Hugo Chaviano, for instance, described the journey that brought him to the United States from Cuba by way of Spain in 1966. He held a variety of jobs while going to high school and then college—including delivering newspapers, working as a short-order cook and gas station attendant, and pressing shirts at a laundry. He said one of his college professors urged him to apply to law school. He earned his law degree at Northwestern University in Chicago a few years later.

“Whatever measure of success I’ve achieved is largely due to my mentors,” said Chaviano, who became director of the Illinois Department of Labor in 2015 after several years as a senior partner at Sanchez Daniels & Hoffman in Chicago. Chaviano has served as secretary general of the Inter-American Bar Association, and he is a past president of both the Hispanic National Bar Association and the Hispanic Alliance for Career Enhancement. In 2015, he received the Lifetime Achievement Award from the Hispanic National Bar Association.

And Victor M. Marquez, principal at the Marquez Law Group in Los Angeles, recounted how he overcame the twin negative stereotypes of being Hispanic and gay to graduate from law school and pass the California bar exam on his first try. “I was even the first Hispanic student body president at Venice High School” outside Los Angeles, Marquez said.

Marquez said the late Los Angeles Mayor Thomas Bradley, the grandson of slaves, was his muse if not his mentor in deciding to attend law school. When he met Bradley during an event while he was in high school, Marquez was deeply impressed by the fact that the mayor was a lawyer by training.

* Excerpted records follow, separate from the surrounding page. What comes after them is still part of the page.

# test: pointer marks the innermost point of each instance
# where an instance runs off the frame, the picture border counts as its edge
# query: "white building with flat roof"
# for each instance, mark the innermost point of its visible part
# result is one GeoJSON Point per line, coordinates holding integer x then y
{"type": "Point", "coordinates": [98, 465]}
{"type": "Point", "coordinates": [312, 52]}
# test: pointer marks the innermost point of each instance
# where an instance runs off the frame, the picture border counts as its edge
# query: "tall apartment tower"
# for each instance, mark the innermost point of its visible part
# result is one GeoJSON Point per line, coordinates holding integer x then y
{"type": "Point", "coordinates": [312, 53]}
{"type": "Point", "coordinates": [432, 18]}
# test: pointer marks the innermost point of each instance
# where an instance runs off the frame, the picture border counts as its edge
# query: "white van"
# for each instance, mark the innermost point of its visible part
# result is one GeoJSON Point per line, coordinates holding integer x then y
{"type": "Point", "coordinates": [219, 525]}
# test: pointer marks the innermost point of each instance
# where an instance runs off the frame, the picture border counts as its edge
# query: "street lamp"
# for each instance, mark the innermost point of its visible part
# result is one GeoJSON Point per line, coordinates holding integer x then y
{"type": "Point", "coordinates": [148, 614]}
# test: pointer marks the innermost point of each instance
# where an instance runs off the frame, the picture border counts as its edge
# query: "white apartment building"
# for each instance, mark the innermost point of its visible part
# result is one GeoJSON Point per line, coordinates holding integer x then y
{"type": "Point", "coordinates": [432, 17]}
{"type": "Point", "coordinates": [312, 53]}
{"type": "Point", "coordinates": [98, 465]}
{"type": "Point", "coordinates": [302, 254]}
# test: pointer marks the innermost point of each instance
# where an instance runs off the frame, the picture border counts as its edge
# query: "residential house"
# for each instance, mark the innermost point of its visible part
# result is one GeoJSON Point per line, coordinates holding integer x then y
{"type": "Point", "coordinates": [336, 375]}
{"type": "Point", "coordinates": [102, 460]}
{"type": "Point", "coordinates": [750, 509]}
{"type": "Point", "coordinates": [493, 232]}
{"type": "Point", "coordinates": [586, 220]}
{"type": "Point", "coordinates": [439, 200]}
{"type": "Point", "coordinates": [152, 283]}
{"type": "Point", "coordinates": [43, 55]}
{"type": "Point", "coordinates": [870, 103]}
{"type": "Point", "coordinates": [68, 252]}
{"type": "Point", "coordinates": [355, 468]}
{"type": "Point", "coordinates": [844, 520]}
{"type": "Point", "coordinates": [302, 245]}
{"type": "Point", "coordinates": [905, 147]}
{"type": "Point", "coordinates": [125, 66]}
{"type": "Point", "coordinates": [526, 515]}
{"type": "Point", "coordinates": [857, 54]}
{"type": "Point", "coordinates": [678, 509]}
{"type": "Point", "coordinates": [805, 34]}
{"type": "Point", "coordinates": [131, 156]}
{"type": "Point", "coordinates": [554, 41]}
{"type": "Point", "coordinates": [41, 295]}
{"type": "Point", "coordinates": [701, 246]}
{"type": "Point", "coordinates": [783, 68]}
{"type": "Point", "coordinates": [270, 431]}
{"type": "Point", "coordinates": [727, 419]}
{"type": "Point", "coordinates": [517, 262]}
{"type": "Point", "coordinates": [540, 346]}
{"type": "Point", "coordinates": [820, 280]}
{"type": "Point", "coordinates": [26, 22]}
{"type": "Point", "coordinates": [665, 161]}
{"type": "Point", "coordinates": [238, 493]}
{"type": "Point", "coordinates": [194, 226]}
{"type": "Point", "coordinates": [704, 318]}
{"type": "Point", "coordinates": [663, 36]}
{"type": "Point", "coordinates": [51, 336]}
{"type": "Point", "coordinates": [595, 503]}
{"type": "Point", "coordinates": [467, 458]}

Marquez was the first openly gay person to serve as president of the Hispanic National Bar Association, where he pushed for the creation of an LGBT section. Marquez serves on the ABA Commission on Sexual Orientation and Gender Identify, and he credited the ABA for selecting an openly gay person to receive a Spirit of Excellence Award. “You’re expanding the definition of diversity beyond race and ethnicity to encompass the LGBT community,” he said.

Another Spirit of Excellence Awards recipient is Sarah Deer, a citizen of the Muscogee Nation of Oklahoma and a professor at Mitchell Hamline School of Law in St. Paul, Minnesota. She also is an associate justice for the Prairie Island Court of Appeals and an appellate judge for the White Earth Nation. Her teaching and research focus is the intersection of tribal law and victims’ rights, especially violence against women on tribal lands. She is the author of The Beginning and End of Rape: Confronting Sexual Violence in Native America. She was named a MacArthur fellow in 2014.

Deer opened her remarks in Mvskoke, the language of the Muscogee people, which is “in grave danger of extinction,” Deer said. According to Deer, fewer than 5,000 people still speak the language. “I wanted to share my language as part of celebrating the possibility of survival,” she said. “Indeed, my people—the Muscogee people—are resilient and indeed have reached to the stars through difficulty.”

JoAnne A. Epps has served as dean of Temple University Law School in Philadelphia since 2008. Epps has received numerous awards for her work to achieve diversity in the legal profession, including the 2015 M. Ashley Dickerson Award from the National Association of Women Lawyers and the 2014 Justice Sonia Sotomayor Diversity Award from the Philadelphia Bar Association. Last year, Philadelphia’s mayor appointed her to chair a newly created police oversight board. She is a former deputy city attorney in Los Angeles and an assistant U.S. attorney in Philadelphia.

In her remarks, Epps issued an impassioned call for stronger efforts to achieve diversity in the legal profession. In particular, she said, it must be recognized that implicit bias is everywhere in American society. She cited, for instance, the contrasting ways culture portrays the imagery of black and white. Even in the Star Wars films, she said, Luke Skywalker wears white, while the evil Darth Vader is garbed completely in black. “And then there’s my favorite,” she said, “devil’s food cake as opposed to angel food cake. I’m sick and tired, and I’m sick and tired of being sick and tired.”

Citing the motto of the Spirit of Excellence Awards—“To the Stars Through Difficulty”—Epps said, “I believe we can make the stars reachable for everybody, but it will take work, and it will take commitment. I’m in. Will you join me?”